New York Times'da son çıkan İmamoğlu yanlısı makaleyi örnek gösteren muhatabım, yazıdaki 'Erdoğan liderliğindeki Türkiye, İsrail'i tehdit eden bir ülke hâline gelebilir. Bu yüzden Hamas'ı kınayan ve İsrail'in umudu olan İmamoğlu'na destek için dünya daha fazla ses çıkarmalı' çağrısını hatırlatarak, meselenin başka olduğunu belirtti.
NY Times'daki yazıdaki 'Hamas'ı kınayan ve İsrail'in umudu olan İmamoğlu'na destek' vurgusunun, milletimiz gibi düşünmeyenlerin hoşuna gittiği söylenebilir.
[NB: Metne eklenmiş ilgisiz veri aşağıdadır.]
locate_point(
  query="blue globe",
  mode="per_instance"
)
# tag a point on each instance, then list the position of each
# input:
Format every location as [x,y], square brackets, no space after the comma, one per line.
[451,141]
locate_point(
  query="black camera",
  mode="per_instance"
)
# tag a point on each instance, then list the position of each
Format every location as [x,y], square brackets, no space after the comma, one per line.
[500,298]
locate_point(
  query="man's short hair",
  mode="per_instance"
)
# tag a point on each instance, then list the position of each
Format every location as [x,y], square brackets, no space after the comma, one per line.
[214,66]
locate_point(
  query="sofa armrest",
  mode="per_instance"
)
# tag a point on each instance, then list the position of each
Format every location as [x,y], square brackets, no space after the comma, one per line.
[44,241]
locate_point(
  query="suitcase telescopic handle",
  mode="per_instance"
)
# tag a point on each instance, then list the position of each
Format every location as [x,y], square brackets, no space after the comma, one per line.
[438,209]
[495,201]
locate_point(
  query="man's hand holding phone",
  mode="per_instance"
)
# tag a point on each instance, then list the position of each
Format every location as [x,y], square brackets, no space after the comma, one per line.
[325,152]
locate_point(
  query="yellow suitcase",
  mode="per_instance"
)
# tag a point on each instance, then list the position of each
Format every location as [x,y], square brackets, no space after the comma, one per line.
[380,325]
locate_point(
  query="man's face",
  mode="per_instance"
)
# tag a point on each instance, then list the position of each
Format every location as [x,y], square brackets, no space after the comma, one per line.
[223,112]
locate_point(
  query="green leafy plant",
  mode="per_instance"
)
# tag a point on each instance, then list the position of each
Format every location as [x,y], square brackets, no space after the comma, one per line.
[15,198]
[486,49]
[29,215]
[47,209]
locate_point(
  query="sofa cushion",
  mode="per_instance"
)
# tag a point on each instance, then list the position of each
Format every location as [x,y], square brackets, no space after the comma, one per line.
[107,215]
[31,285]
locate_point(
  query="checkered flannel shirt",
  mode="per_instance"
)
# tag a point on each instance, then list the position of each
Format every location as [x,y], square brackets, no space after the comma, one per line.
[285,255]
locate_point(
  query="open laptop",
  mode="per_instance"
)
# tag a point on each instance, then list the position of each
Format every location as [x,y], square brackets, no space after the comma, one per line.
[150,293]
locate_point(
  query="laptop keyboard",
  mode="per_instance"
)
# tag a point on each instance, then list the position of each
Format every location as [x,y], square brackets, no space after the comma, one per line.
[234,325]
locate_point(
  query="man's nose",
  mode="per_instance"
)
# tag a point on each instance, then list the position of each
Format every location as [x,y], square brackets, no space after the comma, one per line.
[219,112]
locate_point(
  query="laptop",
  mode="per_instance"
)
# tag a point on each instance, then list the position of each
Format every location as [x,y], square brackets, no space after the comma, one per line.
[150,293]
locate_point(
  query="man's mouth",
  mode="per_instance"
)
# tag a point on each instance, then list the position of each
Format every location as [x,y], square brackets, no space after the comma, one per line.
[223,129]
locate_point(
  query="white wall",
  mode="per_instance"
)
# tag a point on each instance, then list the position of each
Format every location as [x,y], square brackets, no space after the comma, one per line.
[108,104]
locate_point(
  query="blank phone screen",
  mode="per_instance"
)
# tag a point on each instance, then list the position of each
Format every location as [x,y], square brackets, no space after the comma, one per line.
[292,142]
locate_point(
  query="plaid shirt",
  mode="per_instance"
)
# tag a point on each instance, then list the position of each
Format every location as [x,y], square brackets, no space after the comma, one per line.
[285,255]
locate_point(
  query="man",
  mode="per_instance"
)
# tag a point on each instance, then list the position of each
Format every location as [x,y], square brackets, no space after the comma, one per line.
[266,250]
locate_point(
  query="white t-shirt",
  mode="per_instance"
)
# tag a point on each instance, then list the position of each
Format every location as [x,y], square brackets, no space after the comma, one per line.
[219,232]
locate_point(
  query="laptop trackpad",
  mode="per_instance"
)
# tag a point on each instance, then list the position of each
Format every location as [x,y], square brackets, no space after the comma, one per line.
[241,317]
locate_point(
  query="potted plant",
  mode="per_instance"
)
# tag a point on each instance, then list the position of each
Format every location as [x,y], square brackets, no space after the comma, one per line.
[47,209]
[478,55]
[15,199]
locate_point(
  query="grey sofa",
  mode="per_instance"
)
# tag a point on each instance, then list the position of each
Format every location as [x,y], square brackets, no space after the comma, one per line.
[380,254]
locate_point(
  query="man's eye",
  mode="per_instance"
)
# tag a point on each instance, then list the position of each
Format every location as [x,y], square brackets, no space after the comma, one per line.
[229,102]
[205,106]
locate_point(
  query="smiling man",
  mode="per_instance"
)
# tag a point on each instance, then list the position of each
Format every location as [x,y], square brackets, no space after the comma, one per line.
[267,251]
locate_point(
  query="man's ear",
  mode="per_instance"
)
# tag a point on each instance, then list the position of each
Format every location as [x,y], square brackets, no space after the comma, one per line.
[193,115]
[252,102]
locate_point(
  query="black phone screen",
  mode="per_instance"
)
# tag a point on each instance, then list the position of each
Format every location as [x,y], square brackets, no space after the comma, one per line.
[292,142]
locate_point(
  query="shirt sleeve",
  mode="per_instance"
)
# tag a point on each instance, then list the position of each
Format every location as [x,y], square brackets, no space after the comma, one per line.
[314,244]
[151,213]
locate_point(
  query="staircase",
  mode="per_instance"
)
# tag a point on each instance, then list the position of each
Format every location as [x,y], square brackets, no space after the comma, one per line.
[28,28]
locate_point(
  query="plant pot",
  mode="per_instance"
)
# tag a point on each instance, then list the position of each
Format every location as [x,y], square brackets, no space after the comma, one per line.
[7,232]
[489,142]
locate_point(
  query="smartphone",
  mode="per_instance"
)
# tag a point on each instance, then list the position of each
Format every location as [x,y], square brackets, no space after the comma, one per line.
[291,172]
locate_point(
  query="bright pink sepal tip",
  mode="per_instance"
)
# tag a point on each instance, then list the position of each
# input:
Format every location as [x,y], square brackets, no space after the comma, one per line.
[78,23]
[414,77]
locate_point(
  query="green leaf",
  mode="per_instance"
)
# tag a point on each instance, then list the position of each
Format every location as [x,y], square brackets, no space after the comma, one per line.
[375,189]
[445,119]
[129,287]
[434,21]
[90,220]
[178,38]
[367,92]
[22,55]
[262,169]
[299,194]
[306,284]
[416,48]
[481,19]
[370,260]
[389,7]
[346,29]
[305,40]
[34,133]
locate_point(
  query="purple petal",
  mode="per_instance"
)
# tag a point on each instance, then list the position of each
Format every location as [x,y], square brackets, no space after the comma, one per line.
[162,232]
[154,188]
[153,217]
Ancak, çağrışımları düşünüldüğünde böylesi bir hususun öne çıkarılmasının Türkiye'deki alıcılarının son derece az olduğu çok net.
Mevcut duruma bakılırsa, başlangıçta kendisi ile ilgili çeşitli ümitleri olan bazı dış mihraklar yolsuzluk, rüşvet, irtikap ve benzeri suçlardan tutuklanan birisinden artık ümitlerini kesmişe benziyorlar.
Fütursuzlukta sınır tanımayan İmamoğlu'nun, nasıl olsa sahip çıkılır düşüncesiyle yaptıklarının, kendisini kullanmak isteyen dışardakiler açısından büyük bir hayal kırıklığı oluşturduğu anlaşılırken, içerdeki gelişmeler de pek hoş değil.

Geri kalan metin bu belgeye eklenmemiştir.